Overall physical bullying by female pupils is on the rise.

Anti-bullying expert Dr Mona O'Moore from TCD says that "the increase in physical aggression among girls is evident in many cultures, especially in Ireland".

The level of physical bullying by boys has remained the same -- one in three boys is physically hurt in school -- but it has increased among girls. She says that girls become more physically aggressive with age.

One reason for the increase is the media's portrayal of women as aggressive and ambitious and at times even resorting to physical aggression to achieve their aims. Another is the decline in "gender differentiation" between boys and girls.

Direct physical aggression by girls and boys includes all forms of pushing, shoving, poking, grabbing, hair-pulling, hitting, spitting, biting, scratching, punching, head-butting and tripping someone up.

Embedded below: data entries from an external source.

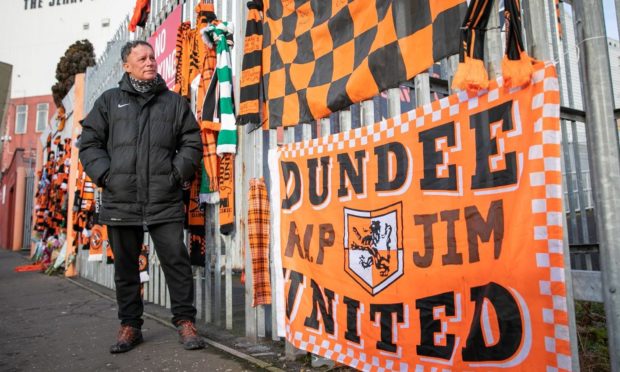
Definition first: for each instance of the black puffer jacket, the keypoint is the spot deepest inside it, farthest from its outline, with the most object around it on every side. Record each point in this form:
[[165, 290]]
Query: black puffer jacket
[[140, 148]]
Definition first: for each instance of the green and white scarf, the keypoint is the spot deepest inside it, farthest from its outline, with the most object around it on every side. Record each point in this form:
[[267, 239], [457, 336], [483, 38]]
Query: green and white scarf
[[220, 35]]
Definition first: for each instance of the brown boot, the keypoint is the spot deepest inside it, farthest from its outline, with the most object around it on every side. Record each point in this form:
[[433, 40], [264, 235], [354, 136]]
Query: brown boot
[[188, 335], [128, 337]]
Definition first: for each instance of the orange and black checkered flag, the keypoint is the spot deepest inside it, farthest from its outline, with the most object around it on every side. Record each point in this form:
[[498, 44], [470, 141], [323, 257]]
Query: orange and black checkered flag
[[249, 110], [320, 57]]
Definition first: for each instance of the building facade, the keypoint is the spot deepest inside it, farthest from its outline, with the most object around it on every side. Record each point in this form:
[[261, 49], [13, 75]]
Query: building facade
[[27, 118], [34, 35]]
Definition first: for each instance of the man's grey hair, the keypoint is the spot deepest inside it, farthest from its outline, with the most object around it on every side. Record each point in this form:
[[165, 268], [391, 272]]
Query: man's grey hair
[[127, 48]]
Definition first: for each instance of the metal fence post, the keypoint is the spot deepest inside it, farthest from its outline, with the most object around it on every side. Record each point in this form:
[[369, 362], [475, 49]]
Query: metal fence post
[[603, 156], [535, 27]]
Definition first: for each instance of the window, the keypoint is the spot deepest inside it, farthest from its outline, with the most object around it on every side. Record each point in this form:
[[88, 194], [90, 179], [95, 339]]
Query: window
[[21, 116], [42, 112]]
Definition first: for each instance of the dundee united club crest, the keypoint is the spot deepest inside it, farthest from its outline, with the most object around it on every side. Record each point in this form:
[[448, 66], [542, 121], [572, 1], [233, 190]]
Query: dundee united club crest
[[373, 246]]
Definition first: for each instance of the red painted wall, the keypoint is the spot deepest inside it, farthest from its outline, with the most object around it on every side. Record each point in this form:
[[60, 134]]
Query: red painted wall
[[28, 140], [16, 153]]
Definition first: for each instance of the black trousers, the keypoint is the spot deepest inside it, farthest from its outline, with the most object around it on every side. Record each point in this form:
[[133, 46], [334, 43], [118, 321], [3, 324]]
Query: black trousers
[[126, 242]]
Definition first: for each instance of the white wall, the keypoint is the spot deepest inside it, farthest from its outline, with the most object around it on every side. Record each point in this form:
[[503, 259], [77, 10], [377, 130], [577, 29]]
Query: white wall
[[34, 39]]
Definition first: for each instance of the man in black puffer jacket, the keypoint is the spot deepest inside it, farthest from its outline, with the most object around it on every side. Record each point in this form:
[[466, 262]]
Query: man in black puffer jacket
[[141, 142]]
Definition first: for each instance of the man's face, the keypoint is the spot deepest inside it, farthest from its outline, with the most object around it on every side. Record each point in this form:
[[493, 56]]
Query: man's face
[[141, 63]]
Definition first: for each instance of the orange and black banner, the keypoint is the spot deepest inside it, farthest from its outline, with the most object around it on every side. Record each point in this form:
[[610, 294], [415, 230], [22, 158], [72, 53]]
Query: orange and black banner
[[431, 240], [320, 57]]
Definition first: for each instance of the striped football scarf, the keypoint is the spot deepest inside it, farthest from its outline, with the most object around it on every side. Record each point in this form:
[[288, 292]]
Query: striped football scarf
[[219, 34]]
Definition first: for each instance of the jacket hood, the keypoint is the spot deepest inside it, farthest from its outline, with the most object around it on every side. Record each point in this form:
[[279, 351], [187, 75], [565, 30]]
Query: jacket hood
[[125, 84]]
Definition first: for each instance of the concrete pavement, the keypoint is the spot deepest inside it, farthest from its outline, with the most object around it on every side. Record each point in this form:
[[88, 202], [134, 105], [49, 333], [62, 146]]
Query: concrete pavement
[[49, 323]]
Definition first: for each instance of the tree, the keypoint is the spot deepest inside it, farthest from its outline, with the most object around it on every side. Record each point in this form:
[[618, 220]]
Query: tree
[[77, 58]]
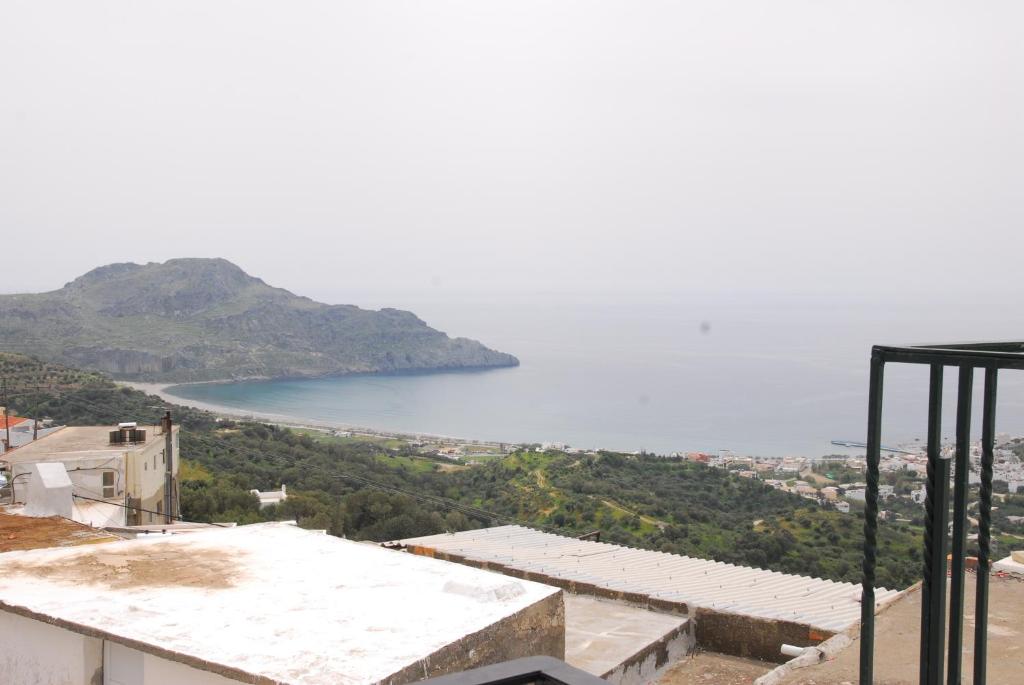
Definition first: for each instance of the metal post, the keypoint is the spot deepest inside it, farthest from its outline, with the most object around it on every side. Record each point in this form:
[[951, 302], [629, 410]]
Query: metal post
[[965, 386], [870, 520], [168, 426], [933, 594], [984, 529], [6, 415]]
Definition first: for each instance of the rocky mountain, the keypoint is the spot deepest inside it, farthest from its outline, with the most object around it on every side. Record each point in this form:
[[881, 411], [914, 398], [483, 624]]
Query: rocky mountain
[[203, 319]]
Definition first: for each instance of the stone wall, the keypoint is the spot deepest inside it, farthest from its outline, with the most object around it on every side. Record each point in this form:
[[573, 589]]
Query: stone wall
[[537, 631]]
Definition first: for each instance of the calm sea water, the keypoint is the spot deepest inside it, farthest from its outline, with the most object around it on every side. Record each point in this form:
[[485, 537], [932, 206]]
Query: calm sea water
[[756, 375]]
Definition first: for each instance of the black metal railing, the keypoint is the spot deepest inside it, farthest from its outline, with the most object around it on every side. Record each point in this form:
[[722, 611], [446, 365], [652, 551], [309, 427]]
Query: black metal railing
[[966, 357], [525, 671]]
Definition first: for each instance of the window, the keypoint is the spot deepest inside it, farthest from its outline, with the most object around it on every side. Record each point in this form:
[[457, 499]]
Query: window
[[109, 493]]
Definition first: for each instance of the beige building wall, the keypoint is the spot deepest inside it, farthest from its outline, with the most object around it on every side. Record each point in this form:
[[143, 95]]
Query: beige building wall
[[146, 466], [32, 651]]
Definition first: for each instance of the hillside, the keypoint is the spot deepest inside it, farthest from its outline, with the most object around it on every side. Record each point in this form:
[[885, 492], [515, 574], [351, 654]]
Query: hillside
[[376, 490], [203, 319]]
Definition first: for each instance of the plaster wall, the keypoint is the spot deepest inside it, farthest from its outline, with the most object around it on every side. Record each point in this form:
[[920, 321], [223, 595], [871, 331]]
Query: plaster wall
[[32, 651], [86, 475], [146, 467], [130, 667]]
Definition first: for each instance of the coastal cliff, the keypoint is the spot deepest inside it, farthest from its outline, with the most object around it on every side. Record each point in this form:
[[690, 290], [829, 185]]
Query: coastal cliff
[[206, 319]]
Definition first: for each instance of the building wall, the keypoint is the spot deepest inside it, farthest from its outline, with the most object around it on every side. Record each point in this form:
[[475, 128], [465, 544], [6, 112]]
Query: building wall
[[32, 651], [146, 468], [537, 631], [86, 474]]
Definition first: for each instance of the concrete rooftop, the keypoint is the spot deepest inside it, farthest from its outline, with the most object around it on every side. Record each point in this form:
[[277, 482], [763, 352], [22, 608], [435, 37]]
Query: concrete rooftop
[[74, 440], [603, 635], [897, 641], [26, 532], [268, 600], [821, 604]]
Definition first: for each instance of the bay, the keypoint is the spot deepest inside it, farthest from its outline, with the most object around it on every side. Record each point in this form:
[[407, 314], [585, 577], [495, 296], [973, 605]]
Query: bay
[[753, 374]]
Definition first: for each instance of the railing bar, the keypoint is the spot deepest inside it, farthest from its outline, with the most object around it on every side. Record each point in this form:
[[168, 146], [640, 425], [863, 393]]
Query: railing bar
[[984, 527], [936, 504], [873, 454], [964, 397], [952, 357]]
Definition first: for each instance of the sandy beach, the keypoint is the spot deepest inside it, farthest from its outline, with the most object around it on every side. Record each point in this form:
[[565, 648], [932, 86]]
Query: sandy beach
[[161, 390]]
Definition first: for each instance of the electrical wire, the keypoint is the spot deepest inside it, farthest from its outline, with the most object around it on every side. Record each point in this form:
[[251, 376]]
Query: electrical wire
[[147, 511]]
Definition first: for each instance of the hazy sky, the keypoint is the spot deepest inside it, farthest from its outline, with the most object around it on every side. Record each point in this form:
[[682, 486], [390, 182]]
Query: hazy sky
[[345, 148]]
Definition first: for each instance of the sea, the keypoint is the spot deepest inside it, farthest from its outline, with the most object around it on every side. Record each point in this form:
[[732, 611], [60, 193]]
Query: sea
[[765, 375]]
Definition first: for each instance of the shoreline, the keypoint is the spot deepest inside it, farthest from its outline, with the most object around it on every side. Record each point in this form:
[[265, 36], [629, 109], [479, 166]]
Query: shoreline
[[161, 390]]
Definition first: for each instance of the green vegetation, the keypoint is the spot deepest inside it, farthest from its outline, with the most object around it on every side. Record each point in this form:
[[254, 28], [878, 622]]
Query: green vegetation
[[194, 319], [372, 489]]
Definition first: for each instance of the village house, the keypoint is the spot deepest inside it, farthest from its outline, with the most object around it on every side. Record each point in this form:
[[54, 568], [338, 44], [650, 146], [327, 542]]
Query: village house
[[269, 498], [193, 608], [119, 475]]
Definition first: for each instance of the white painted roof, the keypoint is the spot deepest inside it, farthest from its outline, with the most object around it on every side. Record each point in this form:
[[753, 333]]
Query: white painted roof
[[698, 583], [268, 599]]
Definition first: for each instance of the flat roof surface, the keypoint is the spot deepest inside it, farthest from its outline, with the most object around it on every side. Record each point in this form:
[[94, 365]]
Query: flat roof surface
[[78, 440], [697, 583], [601, 634], [28, 532], [271, 600]]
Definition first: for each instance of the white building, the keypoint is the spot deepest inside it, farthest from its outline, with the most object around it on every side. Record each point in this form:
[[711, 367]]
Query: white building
[[858, 495], [194, 609], [119, 475], [271, 497]]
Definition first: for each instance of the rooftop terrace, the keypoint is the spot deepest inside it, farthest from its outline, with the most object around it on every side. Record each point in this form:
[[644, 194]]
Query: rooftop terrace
[[243, 602]]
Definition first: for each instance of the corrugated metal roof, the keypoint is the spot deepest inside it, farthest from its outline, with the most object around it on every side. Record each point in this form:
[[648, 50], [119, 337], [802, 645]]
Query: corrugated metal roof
[[821, 604]]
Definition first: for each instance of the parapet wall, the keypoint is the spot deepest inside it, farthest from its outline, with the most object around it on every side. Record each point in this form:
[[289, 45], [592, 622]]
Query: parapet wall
[[537, 631], [724, 632]]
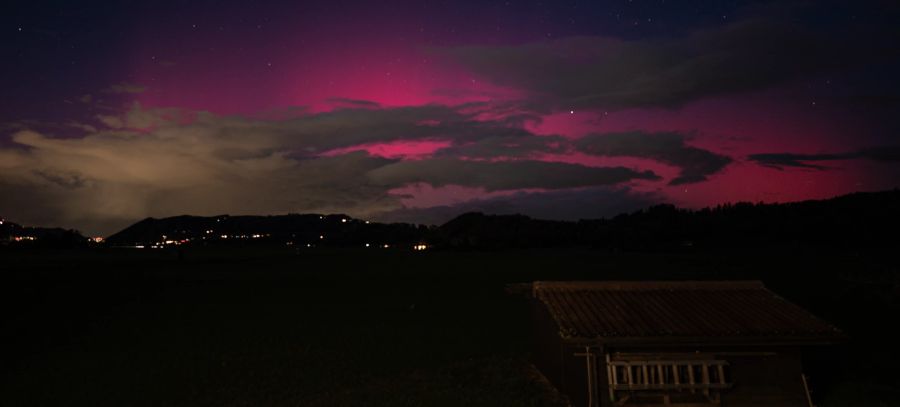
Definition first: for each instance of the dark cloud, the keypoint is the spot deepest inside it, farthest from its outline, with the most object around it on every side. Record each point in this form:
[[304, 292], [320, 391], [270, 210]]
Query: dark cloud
[[596, 72], [354, 102], [670, 148], [125, 88], [152, 163], [503, 175], [584, 203], [782, 160]]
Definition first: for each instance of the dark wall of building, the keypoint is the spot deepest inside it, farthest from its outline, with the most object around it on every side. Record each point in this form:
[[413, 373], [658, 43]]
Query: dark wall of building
[[556, 359], [766, 381]]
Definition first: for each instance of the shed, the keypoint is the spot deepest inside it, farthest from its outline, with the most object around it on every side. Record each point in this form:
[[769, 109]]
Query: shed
[[661, 343]]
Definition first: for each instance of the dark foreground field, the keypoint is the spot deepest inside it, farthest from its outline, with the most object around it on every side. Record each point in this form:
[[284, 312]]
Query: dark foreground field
[[348, 327]]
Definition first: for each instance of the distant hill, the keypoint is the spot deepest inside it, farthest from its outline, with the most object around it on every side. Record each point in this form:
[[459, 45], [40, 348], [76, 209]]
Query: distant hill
[[860, 220], [16, 235], [302, 230]]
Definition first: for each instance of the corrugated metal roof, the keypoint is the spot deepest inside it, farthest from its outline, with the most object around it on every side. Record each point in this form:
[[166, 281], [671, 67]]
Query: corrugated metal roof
[[720, 309]]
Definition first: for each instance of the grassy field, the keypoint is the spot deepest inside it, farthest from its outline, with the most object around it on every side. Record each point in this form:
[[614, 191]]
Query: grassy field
[[368, 327]]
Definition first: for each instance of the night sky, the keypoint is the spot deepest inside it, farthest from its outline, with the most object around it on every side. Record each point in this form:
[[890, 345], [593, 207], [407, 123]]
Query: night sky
[[418, 111]]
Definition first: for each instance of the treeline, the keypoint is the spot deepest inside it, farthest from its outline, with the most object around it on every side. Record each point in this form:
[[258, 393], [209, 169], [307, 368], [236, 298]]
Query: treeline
[[860, 220], [13, 235], [295, 229]]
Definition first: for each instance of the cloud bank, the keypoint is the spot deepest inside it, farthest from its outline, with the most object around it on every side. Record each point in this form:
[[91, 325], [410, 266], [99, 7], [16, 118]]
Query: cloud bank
[[164, 162]]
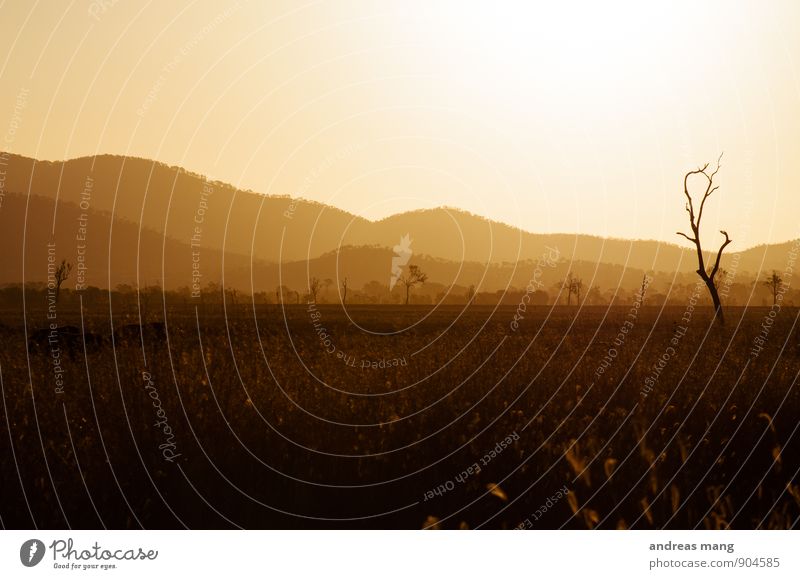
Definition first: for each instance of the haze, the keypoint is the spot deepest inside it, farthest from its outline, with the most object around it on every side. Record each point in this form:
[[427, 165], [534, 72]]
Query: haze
[[575, 119]]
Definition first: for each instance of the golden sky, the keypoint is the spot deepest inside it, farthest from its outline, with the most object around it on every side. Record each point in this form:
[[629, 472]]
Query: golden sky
[[577, 118]]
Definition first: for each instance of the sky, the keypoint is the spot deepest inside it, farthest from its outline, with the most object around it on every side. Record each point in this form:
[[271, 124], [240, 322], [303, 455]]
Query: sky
[[578, 118]]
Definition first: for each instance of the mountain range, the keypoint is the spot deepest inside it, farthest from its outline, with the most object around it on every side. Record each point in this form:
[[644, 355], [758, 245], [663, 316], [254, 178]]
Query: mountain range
[[132, 220]]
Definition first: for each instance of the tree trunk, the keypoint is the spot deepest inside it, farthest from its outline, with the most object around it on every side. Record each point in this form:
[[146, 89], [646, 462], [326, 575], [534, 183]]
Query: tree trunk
[[712, 289]]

She quotes one girl who said "one girl called me names about my teeth. If I say something back to her she kicks and hits me across the head".

Dr O'Moore says there is evidence to suggest that girls who bully in childhood will develop an aggressive parental style.

But it's not just physical aggression, as other forms of bullying are also rampant in school such as verbal bullying, isolation and exclusion of individuals, cyber bullying, and extortion where victims are forced to give money to bullies.

In a new book entitled Understanding School Bullying -- A Guide For Parents And Teachers, published by Veritas, Dr O'Mooresays that:

  • At least one in five primary pupils is bullied and one in seven are bullies themselves as well as victims of bullying;
  • At post primary level at least one in eight is bullied and one in 20 is either bullied or a bully themselves.

"Pupils who are bullied at primary school are nearly twice as likely to miss school through illness and twice as likely to visit their doctor than are non-bullied children," she said.

She recommends the setting up of a Centre of Excellence which would provide resources for schools to help prevent bullying.